A novel approach to exploit indigenous mining algal-microbes in a photo-rotating biological contactor for heavy metal removal from acid mine drainage

Abstract

Extremophilic acidic microbial biofilms, that thrive in acidic mine drainages (AMD), are well known as natural metal-resistant biosorbents for removing heavy metals throught active and passive cellular functions. To benefit from the resistant and cleansing nature of these microorganisms and to develop a system applicable to mining sites, an indigenous AMD biofilm was immobilized in a laboratory scale photo-rotating biological contactor (PRBC) to investigate its heavy metal removal potential from AMD. The microbial consortium used for biofilm development contained filamentous green micro-algae, bacteria, fungi and yeasts, collected from AMD and the Sarcheshmeh copper mine in Iran. The PRBC was operated with synthesised AMD representing the multi-ion and acidic composition of the wastewater (composing 18 elements with a pH of 3.5+0.3) from which the microbial consortium was collected. Light, nutrient dosing and rotational speeds were optimised to encourage biofilm development.

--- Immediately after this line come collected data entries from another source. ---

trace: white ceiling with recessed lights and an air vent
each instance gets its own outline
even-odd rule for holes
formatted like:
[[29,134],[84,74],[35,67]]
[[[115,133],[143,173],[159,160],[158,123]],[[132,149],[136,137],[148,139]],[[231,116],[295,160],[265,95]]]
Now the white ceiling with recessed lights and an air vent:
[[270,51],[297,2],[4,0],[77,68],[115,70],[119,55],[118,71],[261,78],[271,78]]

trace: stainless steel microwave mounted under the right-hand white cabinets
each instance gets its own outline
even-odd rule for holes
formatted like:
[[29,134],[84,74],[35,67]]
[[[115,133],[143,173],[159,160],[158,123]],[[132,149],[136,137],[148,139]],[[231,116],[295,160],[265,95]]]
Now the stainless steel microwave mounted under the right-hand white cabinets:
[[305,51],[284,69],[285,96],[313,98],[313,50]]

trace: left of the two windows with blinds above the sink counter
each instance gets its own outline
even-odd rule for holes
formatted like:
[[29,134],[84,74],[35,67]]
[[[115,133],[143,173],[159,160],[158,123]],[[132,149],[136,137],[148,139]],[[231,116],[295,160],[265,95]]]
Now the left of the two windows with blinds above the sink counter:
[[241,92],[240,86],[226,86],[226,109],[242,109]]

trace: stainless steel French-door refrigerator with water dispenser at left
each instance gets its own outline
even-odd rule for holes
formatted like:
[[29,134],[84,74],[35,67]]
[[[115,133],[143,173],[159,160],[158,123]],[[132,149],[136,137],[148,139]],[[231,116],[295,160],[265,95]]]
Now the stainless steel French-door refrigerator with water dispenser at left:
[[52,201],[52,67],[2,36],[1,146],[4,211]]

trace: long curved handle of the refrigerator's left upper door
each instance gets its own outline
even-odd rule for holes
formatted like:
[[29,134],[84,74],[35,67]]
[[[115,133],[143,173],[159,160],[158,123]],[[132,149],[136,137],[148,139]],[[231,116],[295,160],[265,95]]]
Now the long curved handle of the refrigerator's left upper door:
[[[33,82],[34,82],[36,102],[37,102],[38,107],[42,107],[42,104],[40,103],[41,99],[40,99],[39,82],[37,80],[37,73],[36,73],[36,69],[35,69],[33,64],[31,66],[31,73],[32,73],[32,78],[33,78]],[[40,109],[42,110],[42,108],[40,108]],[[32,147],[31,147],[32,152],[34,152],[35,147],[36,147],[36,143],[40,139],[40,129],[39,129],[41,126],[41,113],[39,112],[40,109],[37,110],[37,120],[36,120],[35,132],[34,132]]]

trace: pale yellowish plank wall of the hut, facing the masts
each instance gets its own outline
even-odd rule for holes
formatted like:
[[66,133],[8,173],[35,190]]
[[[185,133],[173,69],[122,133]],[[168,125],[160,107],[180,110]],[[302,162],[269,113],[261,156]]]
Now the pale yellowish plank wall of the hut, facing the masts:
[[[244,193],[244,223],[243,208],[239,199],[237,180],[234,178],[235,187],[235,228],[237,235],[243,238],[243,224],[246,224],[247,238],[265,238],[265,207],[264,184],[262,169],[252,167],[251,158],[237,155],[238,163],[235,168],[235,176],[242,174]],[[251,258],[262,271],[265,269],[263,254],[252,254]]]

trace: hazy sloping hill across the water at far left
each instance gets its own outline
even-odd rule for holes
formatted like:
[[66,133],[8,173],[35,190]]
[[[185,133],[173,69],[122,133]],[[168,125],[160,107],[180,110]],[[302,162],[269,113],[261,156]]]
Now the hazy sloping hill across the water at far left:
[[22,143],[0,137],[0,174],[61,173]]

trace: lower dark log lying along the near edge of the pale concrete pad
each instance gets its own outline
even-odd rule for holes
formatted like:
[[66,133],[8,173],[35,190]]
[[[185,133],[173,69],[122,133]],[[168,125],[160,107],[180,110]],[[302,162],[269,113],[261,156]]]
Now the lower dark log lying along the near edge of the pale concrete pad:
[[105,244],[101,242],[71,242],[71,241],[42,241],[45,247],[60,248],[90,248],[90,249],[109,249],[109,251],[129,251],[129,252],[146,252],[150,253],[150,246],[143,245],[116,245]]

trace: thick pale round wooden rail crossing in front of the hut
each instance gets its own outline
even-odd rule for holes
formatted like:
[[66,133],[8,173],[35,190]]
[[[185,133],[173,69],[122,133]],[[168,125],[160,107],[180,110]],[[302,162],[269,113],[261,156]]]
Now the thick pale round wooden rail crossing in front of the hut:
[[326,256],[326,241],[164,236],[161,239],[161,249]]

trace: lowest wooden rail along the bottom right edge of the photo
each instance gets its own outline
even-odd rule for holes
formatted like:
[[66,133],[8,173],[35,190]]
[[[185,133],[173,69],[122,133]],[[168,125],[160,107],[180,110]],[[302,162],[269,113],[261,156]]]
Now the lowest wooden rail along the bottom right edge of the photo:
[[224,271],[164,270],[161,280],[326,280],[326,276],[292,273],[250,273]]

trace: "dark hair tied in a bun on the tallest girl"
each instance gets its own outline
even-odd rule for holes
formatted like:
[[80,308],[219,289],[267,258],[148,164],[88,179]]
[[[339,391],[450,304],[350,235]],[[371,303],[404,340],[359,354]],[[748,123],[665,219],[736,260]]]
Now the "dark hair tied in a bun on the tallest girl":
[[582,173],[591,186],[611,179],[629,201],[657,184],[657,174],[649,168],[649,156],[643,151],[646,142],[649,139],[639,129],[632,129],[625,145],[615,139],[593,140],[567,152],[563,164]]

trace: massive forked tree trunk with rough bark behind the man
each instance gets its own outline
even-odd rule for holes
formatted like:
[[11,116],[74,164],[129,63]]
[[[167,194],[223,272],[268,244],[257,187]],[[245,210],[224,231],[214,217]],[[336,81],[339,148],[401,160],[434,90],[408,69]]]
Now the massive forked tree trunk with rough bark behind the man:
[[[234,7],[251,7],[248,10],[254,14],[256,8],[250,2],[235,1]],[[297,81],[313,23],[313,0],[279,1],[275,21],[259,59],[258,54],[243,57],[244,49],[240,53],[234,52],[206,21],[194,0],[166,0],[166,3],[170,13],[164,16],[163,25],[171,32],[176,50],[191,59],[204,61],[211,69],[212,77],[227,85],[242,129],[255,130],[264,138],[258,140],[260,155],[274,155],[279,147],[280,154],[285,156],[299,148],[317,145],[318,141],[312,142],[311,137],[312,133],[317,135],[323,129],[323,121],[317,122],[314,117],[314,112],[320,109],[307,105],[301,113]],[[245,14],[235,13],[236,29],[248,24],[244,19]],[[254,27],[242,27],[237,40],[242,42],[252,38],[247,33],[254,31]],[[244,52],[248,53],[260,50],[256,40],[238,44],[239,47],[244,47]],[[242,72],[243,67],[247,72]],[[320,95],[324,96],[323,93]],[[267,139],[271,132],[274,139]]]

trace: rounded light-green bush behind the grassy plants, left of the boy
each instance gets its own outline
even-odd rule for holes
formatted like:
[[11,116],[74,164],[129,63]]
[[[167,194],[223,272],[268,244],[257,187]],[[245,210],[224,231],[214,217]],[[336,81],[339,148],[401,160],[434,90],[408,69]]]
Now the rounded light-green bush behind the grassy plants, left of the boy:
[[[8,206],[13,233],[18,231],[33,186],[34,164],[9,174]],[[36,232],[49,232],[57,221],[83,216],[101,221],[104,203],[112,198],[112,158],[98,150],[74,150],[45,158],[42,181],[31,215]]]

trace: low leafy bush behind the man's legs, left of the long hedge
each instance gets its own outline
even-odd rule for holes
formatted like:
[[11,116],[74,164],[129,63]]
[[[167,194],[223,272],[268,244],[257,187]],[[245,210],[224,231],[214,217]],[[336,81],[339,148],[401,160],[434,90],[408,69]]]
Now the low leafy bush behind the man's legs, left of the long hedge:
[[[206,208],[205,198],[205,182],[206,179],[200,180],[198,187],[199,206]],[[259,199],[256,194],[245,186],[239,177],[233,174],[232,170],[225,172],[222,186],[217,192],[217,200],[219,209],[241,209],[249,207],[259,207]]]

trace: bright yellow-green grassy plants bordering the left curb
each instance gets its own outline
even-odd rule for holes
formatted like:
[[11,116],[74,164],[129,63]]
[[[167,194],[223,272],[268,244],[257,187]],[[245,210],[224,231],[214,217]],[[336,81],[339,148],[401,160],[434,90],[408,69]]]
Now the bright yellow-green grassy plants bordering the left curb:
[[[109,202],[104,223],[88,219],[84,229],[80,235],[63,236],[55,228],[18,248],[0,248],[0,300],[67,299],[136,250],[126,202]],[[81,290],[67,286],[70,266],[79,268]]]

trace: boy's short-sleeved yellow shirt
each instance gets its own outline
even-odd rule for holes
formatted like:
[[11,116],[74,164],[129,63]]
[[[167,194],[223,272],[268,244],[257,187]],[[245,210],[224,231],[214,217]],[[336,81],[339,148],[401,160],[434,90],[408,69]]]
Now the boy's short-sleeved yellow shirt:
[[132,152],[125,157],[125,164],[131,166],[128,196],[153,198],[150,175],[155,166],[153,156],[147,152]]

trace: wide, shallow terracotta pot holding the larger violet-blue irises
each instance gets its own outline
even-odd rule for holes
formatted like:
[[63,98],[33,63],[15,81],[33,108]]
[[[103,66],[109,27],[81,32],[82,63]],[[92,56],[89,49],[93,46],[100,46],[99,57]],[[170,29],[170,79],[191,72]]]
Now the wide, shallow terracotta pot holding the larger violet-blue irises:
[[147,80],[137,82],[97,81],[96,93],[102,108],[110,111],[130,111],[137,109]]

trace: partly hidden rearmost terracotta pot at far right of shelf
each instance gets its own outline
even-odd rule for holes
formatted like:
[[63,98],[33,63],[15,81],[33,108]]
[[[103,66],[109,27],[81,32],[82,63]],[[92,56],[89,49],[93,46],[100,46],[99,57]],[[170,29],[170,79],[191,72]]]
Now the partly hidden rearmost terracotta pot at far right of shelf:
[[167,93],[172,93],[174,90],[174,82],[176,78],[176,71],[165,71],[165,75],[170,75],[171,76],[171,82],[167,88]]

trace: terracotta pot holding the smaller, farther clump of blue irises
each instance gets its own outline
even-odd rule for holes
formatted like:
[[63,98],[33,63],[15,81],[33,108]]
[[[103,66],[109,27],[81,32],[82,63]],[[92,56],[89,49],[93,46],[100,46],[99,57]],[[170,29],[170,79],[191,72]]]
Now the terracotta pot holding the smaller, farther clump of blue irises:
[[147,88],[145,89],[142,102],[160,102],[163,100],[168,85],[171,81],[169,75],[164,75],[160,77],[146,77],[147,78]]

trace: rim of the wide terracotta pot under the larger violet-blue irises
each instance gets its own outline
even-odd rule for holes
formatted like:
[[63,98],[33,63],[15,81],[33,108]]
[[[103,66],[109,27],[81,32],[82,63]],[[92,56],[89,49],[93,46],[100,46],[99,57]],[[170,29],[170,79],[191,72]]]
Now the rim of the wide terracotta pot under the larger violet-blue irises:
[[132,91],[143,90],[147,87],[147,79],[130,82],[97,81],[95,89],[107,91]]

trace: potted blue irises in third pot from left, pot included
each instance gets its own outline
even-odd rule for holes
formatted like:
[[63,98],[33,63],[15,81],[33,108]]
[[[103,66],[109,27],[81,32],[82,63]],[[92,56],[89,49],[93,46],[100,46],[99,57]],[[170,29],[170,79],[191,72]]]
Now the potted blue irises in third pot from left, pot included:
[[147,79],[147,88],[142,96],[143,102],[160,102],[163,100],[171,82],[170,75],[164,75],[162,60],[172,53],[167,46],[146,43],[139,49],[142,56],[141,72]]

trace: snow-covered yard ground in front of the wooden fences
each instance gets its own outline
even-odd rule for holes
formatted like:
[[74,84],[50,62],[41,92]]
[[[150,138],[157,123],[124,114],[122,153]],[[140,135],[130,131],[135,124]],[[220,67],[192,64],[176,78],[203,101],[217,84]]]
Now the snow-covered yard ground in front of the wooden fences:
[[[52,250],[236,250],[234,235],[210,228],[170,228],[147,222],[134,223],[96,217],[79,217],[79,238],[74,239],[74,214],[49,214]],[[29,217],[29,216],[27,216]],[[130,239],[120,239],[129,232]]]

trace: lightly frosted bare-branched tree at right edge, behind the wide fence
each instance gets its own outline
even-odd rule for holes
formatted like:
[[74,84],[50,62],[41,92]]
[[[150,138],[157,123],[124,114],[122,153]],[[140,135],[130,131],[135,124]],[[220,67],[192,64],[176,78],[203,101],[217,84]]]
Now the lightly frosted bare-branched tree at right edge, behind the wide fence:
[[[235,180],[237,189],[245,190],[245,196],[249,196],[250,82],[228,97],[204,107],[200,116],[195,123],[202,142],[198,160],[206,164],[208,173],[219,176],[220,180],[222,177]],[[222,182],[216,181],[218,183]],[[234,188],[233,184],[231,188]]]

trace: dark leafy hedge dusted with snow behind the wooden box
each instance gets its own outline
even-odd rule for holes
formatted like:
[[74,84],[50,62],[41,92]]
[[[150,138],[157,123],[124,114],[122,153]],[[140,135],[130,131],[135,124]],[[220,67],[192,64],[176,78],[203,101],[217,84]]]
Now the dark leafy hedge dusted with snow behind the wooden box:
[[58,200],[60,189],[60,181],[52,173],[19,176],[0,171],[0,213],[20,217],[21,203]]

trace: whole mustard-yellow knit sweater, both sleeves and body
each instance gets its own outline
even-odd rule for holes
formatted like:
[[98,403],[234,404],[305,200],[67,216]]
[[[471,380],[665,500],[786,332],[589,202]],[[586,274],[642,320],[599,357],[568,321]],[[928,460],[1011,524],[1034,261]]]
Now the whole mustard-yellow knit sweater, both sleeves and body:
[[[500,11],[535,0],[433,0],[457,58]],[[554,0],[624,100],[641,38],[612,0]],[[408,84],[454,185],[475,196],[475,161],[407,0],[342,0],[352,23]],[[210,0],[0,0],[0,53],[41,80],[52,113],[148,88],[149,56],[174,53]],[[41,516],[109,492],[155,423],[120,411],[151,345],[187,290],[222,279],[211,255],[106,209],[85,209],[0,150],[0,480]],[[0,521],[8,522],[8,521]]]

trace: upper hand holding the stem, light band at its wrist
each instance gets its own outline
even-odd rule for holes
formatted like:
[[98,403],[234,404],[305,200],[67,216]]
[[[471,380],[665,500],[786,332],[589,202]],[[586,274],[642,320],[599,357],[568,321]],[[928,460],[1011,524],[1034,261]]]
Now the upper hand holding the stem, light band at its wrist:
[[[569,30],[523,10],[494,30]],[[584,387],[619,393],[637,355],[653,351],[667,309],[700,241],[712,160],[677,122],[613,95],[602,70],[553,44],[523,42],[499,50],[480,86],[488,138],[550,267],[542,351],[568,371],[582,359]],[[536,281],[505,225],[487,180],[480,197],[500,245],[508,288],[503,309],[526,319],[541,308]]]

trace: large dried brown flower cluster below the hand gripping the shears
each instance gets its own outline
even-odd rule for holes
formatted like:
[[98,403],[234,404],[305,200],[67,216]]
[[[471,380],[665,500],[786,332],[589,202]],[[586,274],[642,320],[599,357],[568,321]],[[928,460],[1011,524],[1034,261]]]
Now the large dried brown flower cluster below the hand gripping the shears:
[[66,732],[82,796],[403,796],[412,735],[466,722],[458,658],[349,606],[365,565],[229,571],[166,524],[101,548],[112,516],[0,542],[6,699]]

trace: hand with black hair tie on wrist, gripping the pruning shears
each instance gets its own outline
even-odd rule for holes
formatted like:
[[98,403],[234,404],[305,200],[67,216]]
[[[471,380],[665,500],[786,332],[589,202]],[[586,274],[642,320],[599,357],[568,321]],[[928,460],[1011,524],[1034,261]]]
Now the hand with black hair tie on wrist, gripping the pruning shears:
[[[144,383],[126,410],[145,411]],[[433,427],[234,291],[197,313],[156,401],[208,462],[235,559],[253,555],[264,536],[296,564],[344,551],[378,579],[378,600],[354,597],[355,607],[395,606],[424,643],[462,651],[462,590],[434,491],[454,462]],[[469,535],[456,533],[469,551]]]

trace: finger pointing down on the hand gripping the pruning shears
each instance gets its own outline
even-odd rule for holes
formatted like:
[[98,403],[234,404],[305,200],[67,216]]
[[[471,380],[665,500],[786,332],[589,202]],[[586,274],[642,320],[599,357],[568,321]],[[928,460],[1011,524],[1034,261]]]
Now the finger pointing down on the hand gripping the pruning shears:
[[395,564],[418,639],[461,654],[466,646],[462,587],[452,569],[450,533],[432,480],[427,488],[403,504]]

Electron microscopy was used to monitor the development of the algal-microbial biofilm on the PROBC discs over a 60 day batch mode operation. The PRBC was then run continuously with a 24 h hydraulic residence time (HRT) over a ten week period. The weekly average of water analysis results demonstrated the ability for the algal-microbial biofilm to remove 15-50% of various metals in the order of Cu> Ni> Mn> Zn> Sb> Cr> Co> Al. These results clearly indicate the significant potential for indigenous AMD biofilm to be exploited within a PRBC for AMD treatment.